5. Threats to Validity
In this section, to clarify the validity of PPI-GA, the limitations that can affect the results of the algorithm are discussed. Several factors may bias the validity of the study. These are typically divided into two categories external and internal validity. External validity is about the ability to generalize the results to other than used case studies or indifferent settings for them.(i)The input of the algorithm is a PPI graph, and as other works, in this paper, inter-relationships and intrarelationships are considered as an indicator for PPI clustering. These indicators may not be a good indicator for clustering protein-protein networks or at least may not be sufficient and may require other indicators. However, there is no research that discusses which indicators can improve the quality of PPI clustering.(ii)In search-based techniques for PPI clustering, generalizing a technique to any protein-protein interaction is an important threat to the validity of results.
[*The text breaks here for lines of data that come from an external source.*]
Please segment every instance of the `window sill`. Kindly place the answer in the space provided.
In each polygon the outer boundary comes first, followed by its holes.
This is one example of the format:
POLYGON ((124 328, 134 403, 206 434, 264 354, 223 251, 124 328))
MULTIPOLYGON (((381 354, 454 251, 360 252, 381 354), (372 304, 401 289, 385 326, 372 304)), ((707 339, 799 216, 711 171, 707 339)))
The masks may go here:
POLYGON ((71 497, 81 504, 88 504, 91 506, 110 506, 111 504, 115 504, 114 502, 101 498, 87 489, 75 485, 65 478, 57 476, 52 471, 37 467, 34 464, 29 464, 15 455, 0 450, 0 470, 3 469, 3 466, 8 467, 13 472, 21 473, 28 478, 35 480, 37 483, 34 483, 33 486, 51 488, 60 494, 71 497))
So, in this paper, CYC2008 and MIPS datasets, as popular and large datasets, are selected for evaluation and comparison.
Internal validity is concerned with experimental treatments that affect the algorithm results, leading to poor results.(i)Similar to other encoding methods, duplicate solutions can be generated in the proposed encoding. This may increase the search time in the evolution process of the algorithm. Another threat is that the probability of producing all solutions in the proposed encoding is not the same. This may lead to solutions that are more likely to produce solutions.(ii)In this paper, metrics such as Precision, Recall, and F-measure are used to compare study results with the current PPI clustering algorithms. Other metrics may produce different results.(iii)The related rate of crossover and mutation operators used in GA is achieved from several experiments on the CYC2008 and MIPS datasets. However, these numbers may not work well on other datasets.
6. Conclusion
Detecting protein complexes is an important analysis method which enables us to understand cellular structures and biological functions within PPI networks. In this paper, we proposed a new approach to detect and predict protein complexes in PPI networks. We proposed a multiobjective function to maximize cluster intraconnections and minimize cluster interconnections. The results showed that the objective function had a better performance compared with other approaches. Our clustering approach is more accurate than MCODE, MCL, ClusterOne, and Ramadan et al.’s algorithms so that it returns better output and higher F-score. In the future, we suggest that the proposed approach can be used for other biological networks such as metabolic networks. The proposed method can be improved for overlapping proteins (so that a protein may belong to several clusters). We will try to apply some of the methods presented in [28] to the PPI networks clustering problem and also use other existing methods such as [29, 30] instead of genetic algorithms.
Data Availability
The data used to support this study are available from the corresponding author upon request.
Conflicts of Interest
The authors declare that they have no conflicts of interest regarding the publication of this paper.